Our hope in Christ’s promise of eternal life, for example, is simply our faith (confident trust) that Jesus meant what He said (John 14:1-3): “Where I am, there you may be also.” Because of Christ’s finished work on the cross on our behalf, we who are in Christ are already citizens of heaven. (That makes us just visitors here, in a wonderfully exhilarating and liberating kind of way.)
Christian hope is more than a likelihood or a possibility. Much more. We are God’s adopted children. We have a promised inheritance. Guaranteed. Done. We are “heirs of God and co-heirs with Christ” (Romans 8:16-17). We know from that same passage that the path of life along which our Lord has promised to guide us will include some suffering, but we also know that sorrow will not ultimately win the day. This is the amazement of walking with God! “I will restore to you the years that the swarming locust has eaten … You shall eat in plenty and be satisfied, and praise the name of the Lord your God, who has dealt wondrously with you” (Joel 2:25-26).
God is sovereign, and God is good to us. You and I blow it on a regular basis, but God’s magnificent plan not only gets us back on track, but manages to teach us lessons of eternal value as we’re rescued (again and again) by grace. He is good.
Why do I tell you these things? Because these are the kinds of reminders that I need on a regular basis. Otherwise I get stuck in a rut, or settled into make-myself-happy mode, or just generally bummed out by the world’s troubles (everything from violence in Syria to layoffs at USEC).

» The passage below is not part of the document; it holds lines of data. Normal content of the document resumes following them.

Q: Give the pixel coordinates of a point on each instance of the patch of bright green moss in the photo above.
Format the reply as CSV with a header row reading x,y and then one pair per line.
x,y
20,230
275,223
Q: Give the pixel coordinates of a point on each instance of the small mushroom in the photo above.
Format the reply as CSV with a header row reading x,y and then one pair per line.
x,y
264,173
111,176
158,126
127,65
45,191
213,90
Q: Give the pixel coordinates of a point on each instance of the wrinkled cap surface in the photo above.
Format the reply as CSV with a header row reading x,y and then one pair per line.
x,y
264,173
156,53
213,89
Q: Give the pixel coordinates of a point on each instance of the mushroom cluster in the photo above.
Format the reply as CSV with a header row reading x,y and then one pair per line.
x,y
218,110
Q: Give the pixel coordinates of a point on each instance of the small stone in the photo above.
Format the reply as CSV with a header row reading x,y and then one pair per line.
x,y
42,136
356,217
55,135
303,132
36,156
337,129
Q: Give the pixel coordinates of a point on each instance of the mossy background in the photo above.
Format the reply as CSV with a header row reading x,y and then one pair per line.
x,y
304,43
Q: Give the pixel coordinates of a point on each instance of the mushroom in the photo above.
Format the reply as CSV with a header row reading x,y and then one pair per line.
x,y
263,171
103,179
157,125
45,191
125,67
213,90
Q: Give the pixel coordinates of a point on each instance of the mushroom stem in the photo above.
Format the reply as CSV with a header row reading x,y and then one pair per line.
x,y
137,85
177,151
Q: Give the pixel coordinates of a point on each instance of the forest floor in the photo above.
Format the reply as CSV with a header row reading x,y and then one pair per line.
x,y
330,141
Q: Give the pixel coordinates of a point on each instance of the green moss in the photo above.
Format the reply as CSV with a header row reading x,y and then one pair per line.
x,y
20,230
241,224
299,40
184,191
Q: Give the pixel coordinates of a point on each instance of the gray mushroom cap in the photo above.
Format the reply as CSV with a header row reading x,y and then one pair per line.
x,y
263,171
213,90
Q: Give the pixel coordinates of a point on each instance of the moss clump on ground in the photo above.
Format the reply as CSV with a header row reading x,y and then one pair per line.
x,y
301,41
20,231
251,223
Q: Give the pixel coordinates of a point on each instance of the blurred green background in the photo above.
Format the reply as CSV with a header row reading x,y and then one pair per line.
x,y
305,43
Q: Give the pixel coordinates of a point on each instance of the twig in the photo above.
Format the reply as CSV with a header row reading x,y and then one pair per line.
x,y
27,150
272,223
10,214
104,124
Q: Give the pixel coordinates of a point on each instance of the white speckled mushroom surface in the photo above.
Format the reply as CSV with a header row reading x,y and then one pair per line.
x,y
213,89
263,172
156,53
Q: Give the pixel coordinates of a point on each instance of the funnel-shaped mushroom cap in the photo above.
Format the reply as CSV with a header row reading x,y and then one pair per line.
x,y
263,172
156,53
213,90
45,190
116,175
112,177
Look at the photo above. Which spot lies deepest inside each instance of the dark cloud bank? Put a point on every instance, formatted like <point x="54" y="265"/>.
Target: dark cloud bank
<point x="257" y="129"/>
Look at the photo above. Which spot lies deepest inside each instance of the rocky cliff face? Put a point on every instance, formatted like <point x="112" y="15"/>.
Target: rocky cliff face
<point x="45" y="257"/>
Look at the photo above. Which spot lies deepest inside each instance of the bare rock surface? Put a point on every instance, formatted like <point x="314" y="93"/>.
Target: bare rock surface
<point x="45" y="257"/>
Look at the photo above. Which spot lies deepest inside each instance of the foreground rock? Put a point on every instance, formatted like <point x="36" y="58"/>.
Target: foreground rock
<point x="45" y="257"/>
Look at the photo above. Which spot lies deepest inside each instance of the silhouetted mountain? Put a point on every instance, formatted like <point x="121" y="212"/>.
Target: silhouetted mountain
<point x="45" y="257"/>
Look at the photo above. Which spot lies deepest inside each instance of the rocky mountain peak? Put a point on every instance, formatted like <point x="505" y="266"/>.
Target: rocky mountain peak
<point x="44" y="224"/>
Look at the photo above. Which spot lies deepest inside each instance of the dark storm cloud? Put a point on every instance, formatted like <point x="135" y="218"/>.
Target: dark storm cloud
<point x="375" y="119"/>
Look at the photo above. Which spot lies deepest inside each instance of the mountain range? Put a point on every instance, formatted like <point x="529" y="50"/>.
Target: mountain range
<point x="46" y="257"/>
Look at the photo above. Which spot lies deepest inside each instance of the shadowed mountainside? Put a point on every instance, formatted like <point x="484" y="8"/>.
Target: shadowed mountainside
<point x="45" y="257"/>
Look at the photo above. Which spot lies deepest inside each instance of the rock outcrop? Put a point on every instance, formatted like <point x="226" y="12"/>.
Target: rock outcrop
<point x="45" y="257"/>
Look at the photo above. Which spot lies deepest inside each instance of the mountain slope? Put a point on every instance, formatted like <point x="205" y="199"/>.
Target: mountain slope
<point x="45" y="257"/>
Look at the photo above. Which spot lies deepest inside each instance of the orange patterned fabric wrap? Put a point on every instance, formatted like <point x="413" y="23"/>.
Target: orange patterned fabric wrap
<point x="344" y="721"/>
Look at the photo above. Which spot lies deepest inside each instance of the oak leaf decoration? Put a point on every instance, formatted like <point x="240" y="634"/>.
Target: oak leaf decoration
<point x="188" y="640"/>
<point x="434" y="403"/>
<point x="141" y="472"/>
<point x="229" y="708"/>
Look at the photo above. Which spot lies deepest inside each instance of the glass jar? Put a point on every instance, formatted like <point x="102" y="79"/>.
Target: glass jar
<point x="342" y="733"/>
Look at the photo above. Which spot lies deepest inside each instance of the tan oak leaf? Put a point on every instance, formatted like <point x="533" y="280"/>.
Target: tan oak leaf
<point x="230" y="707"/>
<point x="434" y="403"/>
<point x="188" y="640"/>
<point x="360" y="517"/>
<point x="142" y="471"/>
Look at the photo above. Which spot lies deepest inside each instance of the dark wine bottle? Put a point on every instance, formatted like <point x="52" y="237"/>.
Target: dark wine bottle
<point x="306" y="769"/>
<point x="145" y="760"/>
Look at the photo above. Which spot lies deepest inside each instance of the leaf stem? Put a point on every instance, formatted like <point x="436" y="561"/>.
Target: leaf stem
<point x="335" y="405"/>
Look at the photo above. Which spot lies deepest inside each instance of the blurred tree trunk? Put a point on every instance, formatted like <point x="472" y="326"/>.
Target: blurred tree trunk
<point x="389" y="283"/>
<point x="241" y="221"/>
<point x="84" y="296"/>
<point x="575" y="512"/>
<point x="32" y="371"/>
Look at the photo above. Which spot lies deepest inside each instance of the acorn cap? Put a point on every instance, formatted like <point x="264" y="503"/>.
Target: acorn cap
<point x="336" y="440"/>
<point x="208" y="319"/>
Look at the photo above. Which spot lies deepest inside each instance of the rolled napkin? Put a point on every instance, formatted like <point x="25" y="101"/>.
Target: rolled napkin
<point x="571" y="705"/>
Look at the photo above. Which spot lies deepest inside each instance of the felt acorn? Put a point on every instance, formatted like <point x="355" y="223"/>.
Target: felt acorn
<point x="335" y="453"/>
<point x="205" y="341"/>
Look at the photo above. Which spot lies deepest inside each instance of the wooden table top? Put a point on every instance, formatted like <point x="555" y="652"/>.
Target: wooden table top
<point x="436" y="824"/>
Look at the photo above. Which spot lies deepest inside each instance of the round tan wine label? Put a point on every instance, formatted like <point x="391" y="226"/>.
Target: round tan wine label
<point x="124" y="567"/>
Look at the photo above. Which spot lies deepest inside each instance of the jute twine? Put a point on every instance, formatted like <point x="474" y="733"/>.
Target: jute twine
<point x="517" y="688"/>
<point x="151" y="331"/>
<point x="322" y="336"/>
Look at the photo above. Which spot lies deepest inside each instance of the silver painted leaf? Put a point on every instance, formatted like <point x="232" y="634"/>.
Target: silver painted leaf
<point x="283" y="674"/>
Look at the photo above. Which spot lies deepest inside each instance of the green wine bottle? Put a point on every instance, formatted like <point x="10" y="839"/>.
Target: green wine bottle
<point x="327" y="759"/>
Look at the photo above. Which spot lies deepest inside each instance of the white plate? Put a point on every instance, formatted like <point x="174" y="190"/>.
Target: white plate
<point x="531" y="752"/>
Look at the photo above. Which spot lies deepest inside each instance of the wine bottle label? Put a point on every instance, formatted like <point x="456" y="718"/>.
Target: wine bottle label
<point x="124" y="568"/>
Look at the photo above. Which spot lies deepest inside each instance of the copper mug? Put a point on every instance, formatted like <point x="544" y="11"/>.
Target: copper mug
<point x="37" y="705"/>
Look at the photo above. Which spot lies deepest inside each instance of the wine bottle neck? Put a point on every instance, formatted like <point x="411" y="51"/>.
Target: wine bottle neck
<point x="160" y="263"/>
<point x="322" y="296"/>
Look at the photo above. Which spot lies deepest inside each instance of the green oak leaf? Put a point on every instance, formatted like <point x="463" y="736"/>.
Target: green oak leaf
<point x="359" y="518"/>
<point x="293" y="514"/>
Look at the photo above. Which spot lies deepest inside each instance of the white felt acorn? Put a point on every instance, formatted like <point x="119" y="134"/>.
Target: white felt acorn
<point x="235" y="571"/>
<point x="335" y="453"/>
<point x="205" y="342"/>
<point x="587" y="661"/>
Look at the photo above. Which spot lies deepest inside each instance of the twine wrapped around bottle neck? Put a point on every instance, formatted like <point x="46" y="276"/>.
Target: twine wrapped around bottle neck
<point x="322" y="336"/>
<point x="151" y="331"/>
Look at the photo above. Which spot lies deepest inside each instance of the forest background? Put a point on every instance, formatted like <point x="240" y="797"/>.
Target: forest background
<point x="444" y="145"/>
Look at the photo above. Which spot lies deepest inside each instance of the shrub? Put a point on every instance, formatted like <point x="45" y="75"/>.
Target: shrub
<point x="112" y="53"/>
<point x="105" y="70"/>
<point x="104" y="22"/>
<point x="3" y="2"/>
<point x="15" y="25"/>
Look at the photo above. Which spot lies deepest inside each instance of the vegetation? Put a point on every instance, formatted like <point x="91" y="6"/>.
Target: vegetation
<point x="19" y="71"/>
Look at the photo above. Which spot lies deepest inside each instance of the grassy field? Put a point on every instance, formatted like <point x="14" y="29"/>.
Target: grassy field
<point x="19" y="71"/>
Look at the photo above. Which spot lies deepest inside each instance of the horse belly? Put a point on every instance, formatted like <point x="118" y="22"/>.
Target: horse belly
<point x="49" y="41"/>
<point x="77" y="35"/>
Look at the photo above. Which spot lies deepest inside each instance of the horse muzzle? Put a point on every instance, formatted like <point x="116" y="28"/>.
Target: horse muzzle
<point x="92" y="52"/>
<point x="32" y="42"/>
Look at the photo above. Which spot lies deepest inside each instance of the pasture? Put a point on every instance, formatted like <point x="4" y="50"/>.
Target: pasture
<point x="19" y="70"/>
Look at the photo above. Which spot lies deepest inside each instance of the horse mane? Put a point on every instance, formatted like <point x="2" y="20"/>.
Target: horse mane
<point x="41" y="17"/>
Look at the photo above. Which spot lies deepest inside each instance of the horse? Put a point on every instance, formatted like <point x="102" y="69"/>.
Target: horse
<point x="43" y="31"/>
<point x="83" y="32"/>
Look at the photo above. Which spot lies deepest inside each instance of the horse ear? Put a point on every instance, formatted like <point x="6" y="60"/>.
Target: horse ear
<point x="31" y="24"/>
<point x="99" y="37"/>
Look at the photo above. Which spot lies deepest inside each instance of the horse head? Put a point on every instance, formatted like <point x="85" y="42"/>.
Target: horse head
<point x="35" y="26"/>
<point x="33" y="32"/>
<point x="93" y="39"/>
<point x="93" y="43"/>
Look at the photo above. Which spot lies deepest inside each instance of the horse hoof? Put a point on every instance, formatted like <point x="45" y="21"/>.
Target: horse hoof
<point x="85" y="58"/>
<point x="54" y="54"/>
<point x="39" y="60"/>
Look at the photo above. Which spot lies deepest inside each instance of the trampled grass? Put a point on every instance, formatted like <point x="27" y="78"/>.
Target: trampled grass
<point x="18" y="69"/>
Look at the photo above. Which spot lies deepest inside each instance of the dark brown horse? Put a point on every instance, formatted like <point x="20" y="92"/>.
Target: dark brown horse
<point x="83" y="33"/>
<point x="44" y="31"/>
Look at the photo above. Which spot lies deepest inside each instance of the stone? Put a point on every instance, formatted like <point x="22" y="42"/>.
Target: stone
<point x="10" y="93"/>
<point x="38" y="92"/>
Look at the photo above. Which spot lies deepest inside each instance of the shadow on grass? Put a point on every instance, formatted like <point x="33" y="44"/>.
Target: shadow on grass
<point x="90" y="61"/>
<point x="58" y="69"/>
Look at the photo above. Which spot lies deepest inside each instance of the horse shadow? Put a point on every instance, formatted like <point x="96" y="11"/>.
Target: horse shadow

But when I remember who my God is – and what He’s done for me in Christ – I’m vividly reminded that I can trust Him for the rest. So can you.
There is a line in the Anglican burial service when the body of the believer is returned to the earth “in sure and certain hope of the Resurrection to eternal life, through our Lord Jesus Christ.” Paul said it like this (First Corinthians 15:55): “O death, where is your victory? O death, where is your sting?” Now that’s real hope. Hope that can smile through tears because Jesus lives. Hope because our real life is found in Him.
Go for hope! Real hope. Not some artificial substitute that kind of smells like hope. Because nothing really fits in hope’s place except hope.
Beloved church family, I know there’s a lot of bad news out there. Many of you fear the future because you see our national strength declining, our cultural morals spiraling downward, and our youth bailing out on the church. But I want to remind you that there is hope because there is God. Peter Marshall, former chaplain to the U.S. Senate, once warned: “The choice before us is plain: Christ or chaos, conviction or compromise, discipline or disintegration.” But even if the people around us choose chaos, compromise, and disintegration, we have abiding hope in Jesus Christ. And don’t forget – we’re just coming off the evening preaching series from Jonah – the Lord was more than able to turn around the very wicked nation of Nineveh in short order.
So hope to you! You and I are drinking from the saucer, because our cup has run over.
“And hope does not disappoint, because the love of God has been poured out within our hearts through the Holy Spirit who was given to us” (Romans 5:5).